Wider die Zwangsfolklorisierung
Das Projekt "Romanistan. Crossing Spaces in Europe" befasst sich in Berlin mit der Kunst und Kultur der Roma. Über die "Ethno-Nische" hinaus soll eine Plattform geschaffen werden für eine weit in die Gesellschaft hineinreichende Entfaltung von Musikern, Dichtern oder bildenden Künstlern.
Mit ihrer Ablehnung ausschweifenden Konsums und dem Respekt vor der Natur, den Alten und auch ihren Kindern, vor allem aber mit ihrem Credo der Musik und des Tanzes anstelle von Krieg und Gewalt könnten die Roma ganz Europa einen Weg weisen aus der Krise. Davon ist Ismet Jasarevic überzeugt. Allerdings sieht der Direktor des Belgrader "Zentrums für Unterstützung und Integration der Roma" Probleme bei der praktischen Umsetzung dieser Einsichten, die er seit vielen Jahren auf Sommerseminaren vorträgt. Der serbische Musiker und Dichter wies bei der Vorbereitungskonferenz für das Berliner Projekt "Romanistan. Crossing Spaces in Europe" darauf hin, dass die Ergebnisse solcher Veranstaltungen nur selten in die Tat umgesetzt werden.
Dass "Romanistan" möglich ist, hat Rahim Burhan bewiesen, als er Anfang der 90er-Jahre in Mülheim an der Ruhr, dann in Düsseldorf und Köln das Theater Roma Pralipe aufgebaut und geleitet hat: Für die Bühne hat er spezifische Zeichen und Symbole der eigenen Kultur "ausgegraben", um sie dann durch moderne Ausdrucksmittel einem europäischen Publikum zu vermitteln – obwohl auf der Bühne immer nur Romanes gesprochen wurde. Ein erfolgreiches Experiment – das sein Ende fand, als das Land Nordrhein-Westfalen vor einigen Jahren die Förderung einstellte. Darüber zu lamentieren wäre müßig, meint der Bildhauer und Biennale-Künstler André Raatzsch – der in Berlin lebende Ungar analysiert stattdessen ganz nüchtern die Lage, das Verhältnis der Sinti und Roma zur offiziellen Kulturpolitik:
"Wenn man ein Theater gründen möchte, können Roma nicht einfach ein Theater eröffnen, was mit der zeitgenössischen Theaterkunst, dem aktuellen Theaterdiskurs zu tun hat. Muss das überhaupt ein roma-orientiertes Theater sein? Es gibt aber keine andere Möglichkeit, das zu finanzieren, nur wenn man sagt: Das ist ein Roma-Theater. Ich denke, da muss man auch auf politischer Ebene nachdenken und überlegen, was man damit hervorruft: Ethno-Marketing, Ethno-Business."

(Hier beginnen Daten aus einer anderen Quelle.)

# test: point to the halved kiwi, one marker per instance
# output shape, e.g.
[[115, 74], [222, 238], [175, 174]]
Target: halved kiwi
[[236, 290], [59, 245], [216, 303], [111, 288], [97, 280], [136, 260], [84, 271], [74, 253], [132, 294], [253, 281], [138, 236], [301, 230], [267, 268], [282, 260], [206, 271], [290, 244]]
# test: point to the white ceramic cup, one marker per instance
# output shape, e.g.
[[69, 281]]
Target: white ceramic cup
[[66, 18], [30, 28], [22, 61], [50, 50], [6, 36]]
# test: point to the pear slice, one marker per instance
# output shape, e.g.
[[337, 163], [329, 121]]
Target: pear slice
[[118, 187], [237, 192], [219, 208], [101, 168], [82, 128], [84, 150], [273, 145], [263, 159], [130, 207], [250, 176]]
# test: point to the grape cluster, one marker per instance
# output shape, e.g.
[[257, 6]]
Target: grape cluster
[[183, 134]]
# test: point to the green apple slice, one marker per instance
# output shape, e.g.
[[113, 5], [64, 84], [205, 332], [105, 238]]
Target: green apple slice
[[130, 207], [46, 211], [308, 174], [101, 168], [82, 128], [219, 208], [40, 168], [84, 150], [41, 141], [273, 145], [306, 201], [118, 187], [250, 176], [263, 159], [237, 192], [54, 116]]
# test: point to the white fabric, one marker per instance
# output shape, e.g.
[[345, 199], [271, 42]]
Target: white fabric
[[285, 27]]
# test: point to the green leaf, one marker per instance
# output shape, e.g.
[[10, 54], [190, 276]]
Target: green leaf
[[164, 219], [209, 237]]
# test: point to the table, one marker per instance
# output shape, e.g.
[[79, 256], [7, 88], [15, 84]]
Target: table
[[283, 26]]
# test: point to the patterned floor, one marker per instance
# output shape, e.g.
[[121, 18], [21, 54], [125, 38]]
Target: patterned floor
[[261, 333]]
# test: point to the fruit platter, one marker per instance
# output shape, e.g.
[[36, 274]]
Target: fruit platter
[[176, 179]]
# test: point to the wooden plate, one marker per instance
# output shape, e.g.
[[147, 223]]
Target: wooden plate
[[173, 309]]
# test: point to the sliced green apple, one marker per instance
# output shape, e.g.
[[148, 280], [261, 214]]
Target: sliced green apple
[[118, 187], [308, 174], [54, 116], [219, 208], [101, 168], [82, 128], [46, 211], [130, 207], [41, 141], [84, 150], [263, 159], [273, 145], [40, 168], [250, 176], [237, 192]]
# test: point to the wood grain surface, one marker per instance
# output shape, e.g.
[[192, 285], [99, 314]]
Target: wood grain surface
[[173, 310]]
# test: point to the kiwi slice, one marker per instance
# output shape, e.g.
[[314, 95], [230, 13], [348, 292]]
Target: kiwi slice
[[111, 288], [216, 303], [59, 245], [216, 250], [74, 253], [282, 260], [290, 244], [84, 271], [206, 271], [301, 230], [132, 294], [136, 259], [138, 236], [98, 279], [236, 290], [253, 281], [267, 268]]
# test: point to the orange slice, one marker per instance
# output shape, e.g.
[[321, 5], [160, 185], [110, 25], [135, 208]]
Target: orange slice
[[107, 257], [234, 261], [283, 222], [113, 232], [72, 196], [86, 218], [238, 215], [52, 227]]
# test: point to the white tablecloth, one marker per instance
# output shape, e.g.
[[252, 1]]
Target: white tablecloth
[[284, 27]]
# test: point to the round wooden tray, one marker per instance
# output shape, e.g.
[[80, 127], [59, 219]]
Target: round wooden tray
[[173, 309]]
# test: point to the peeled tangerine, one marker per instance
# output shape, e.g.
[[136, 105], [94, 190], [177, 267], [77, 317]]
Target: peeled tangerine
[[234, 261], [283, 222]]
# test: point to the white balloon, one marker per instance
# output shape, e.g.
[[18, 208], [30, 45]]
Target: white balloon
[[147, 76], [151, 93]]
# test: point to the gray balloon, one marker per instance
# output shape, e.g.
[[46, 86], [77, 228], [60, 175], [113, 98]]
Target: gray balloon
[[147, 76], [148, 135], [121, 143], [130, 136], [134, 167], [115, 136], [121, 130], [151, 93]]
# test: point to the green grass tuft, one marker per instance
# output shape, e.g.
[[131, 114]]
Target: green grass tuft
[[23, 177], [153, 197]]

Genau über diese "Ethno-Nische" hinaus soll das "Romanistan"-Projekt eine Plattform bieten für eine weit in die Gesellschaft hineinreichende Entfaltung von Musikern, Dichtern oder bildenden Künstlern mit Sinti- oder Roma-Hintergrund. Für Slavisa Markovic, einen der Initiatoren des selbstorganisierten Roma Aether Klub Theaters in Berlin, ergeben sich dabei allerdings "strukturelle Hindernisse" durch Unterordnung unter externe Verwaltungsapparate. Vor allem aber fürchtet der Theatermacher, dass mit dieser Institutionalisierung kulturelle Zuschreibungen einhergehen, die zwar gut gemeint sein können – aber eben von außen kommen. André Raatzsch hält dagegen:
"Dass die Kultur verschiedene Instrumente und Institutionen benötigt, Folklore von zeitgenössischer Kunst, lokale von zentraler, europäischer Kunst einmal zu trennen, aber im nächsten Moment auch anzunähern. Ich denke, wenn wir das auf Roma-Kultur übertragen würden, dann müssten wir verstehen, dass die Klischees sich immer wieder selbst hervorrufen, weil diese Instrumente und Institutionen fehlen."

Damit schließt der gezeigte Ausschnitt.